When he finished, he pushed the comp-board in my direction. It slowly drifted through the bunk, and I reached for it before it floated past me.
Steven put his finger in front of his mouth again. But it was a warning I didn’t need. Not after reading the first words he had typed onto the screen.
Don’t say anything. I am sure there are listening devices in this bunk.
I lifted my head and nodded at Steven. I read more.

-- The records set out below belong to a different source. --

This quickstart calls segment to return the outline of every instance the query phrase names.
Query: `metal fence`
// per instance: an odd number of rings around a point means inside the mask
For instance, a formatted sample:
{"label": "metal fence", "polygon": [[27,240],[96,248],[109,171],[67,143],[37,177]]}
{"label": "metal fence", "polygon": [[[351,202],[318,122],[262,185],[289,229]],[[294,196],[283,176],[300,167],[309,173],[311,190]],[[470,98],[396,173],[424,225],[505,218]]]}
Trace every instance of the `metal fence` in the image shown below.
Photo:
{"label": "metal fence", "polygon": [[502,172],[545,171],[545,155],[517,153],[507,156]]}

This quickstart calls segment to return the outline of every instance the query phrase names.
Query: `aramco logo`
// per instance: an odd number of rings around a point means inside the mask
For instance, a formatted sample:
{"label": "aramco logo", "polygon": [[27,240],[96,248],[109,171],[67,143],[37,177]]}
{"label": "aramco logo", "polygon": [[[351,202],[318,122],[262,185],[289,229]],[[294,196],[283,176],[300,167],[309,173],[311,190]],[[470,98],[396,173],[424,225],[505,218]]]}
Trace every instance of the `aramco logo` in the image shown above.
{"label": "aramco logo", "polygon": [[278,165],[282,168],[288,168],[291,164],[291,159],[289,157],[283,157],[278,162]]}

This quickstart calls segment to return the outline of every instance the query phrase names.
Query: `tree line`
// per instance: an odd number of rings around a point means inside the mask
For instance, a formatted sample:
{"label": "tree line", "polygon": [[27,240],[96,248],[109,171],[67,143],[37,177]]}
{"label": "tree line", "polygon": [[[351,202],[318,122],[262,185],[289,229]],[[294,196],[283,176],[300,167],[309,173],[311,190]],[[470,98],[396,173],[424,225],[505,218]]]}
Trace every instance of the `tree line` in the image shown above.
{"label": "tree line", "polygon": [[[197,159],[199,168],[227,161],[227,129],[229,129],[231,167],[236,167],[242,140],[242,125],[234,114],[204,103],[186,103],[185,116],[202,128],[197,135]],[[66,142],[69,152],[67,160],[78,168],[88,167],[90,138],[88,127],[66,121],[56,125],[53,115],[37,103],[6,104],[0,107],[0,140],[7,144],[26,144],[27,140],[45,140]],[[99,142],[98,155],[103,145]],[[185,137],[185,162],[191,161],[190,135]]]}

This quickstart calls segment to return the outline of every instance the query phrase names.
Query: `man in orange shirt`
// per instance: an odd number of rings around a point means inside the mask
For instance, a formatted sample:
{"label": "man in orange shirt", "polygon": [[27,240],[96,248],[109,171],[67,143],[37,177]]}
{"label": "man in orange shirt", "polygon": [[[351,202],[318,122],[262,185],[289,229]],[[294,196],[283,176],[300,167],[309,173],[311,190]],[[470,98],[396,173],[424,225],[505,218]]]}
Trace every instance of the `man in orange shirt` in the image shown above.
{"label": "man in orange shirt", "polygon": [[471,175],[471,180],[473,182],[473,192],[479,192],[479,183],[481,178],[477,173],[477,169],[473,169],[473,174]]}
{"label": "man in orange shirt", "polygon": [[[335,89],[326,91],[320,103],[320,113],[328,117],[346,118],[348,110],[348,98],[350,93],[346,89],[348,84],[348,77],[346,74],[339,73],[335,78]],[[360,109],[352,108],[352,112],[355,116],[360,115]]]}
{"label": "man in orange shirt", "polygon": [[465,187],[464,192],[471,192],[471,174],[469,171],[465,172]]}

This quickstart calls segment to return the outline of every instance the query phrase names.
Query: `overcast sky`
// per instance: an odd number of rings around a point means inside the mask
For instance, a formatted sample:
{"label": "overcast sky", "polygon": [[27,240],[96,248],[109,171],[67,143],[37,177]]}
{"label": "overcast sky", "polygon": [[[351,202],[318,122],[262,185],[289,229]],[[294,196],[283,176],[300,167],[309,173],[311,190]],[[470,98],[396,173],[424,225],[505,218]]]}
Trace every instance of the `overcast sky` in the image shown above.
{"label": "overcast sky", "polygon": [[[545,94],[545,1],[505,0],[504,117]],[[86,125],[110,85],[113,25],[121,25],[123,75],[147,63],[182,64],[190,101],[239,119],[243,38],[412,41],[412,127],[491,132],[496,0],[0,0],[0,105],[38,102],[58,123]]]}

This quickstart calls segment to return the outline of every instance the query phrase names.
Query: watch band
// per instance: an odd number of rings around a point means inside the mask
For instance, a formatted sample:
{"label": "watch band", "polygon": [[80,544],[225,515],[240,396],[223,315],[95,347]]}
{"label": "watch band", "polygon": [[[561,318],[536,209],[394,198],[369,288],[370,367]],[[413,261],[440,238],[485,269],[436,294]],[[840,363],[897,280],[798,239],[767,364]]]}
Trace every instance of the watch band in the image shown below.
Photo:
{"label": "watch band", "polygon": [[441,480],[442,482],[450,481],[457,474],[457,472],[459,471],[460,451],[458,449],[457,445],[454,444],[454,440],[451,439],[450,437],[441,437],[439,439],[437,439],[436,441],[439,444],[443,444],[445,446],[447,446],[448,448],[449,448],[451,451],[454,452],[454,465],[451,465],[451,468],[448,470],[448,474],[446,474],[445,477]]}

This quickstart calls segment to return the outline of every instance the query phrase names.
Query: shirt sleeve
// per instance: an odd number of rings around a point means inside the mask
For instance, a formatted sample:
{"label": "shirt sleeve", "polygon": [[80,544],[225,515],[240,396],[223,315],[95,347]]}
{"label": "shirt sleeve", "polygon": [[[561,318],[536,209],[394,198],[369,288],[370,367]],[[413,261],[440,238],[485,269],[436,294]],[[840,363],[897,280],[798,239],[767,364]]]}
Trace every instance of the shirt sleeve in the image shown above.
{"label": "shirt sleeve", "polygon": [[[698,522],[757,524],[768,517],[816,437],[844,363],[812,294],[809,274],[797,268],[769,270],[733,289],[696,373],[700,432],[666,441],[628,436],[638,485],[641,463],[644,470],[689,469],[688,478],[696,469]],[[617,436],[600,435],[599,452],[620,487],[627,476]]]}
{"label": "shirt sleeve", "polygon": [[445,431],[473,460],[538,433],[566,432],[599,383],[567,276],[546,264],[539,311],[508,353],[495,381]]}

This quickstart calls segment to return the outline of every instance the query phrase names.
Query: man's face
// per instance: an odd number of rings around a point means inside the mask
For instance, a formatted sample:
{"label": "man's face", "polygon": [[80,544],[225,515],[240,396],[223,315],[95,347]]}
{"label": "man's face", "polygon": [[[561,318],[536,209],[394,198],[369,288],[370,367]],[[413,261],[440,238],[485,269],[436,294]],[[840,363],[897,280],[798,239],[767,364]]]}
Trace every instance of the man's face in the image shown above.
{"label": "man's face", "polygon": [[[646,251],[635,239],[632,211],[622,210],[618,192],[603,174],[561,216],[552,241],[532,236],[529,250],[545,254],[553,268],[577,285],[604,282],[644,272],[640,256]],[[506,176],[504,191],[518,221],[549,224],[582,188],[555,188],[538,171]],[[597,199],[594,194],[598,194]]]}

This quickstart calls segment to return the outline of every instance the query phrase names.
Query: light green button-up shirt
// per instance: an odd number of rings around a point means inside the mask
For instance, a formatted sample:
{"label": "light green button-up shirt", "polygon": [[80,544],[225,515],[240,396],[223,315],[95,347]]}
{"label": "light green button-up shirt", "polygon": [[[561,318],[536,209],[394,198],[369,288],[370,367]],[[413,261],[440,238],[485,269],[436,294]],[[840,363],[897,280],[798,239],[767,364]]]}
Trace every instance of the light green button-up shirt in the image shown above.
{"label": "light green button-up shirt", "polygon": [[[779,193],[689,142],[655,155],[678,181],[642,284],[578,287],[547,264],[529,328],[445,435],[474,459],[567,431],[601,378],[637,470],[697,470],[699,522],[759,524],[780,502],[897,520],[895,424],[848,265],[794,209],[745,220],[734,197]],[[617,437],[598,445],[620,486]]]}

I have vital information about the rebels who are trying to destroy the dome and take over the
World United Federation. But I will not give out this information unless I know I will be protected. Which includes your silence. Do you agree?
I typed:
I will remain silent in here.
I wasn’t going to make much more of a promise until I knew more. Especially with a man I’d never liked, a man who couldn’t be trusted. I pushed the comp-board toward him.
“Faith is important to you, isn’t it?” he said in the same pleasant tone. I knew he was speaking for the benefit of the listening device. If there really was one.
“I can’t tell you I have all the answers,” I said. “But, yes, it is important.”
As I spoke, he quickly read my answer and typed one of his own, humming the entire time. He pushed the comp-board back to me.
“I am beginning to see that faith is the most important thing a person can have,” Blaine Steven said. “And I would like it if you visited me more often so that we could talk about it.”
I hardly heard him as I scanned the screen.
You know that Dr. Jordan and I are part of the Terratakers rebel group and worked together in the dome to overthrow the World United’s control of Mars. But there is someone else of greater power we report to. And far more hidden. Even from me. I now believe this mastermind is on this ship. I can hear strange things happening through the wall. I think Dr. Jordan is working with the mastermind. They want to make sure that I do not survive the trip to Earth.
Through the wall. Dr. Jordan’s prison bunk was on the other side of this one.
I typed a question in response.
Who is the other person that you say is the mastermind behind the rebels?
Although I moved closer to Blaine Steven to give him the comp-board, I still made sure I was out of his reach. I waited as he typed frantically.
He gave me the comp-board.
If I knew who it was, I would tell you. My best guess about their plan is an explosive device. But don’t limit the search for that. If you see anything unusual, be suspicious. Find a way to stop them. I will keep my other secrets until I’m sure I can trade them for my freedom. Or my life.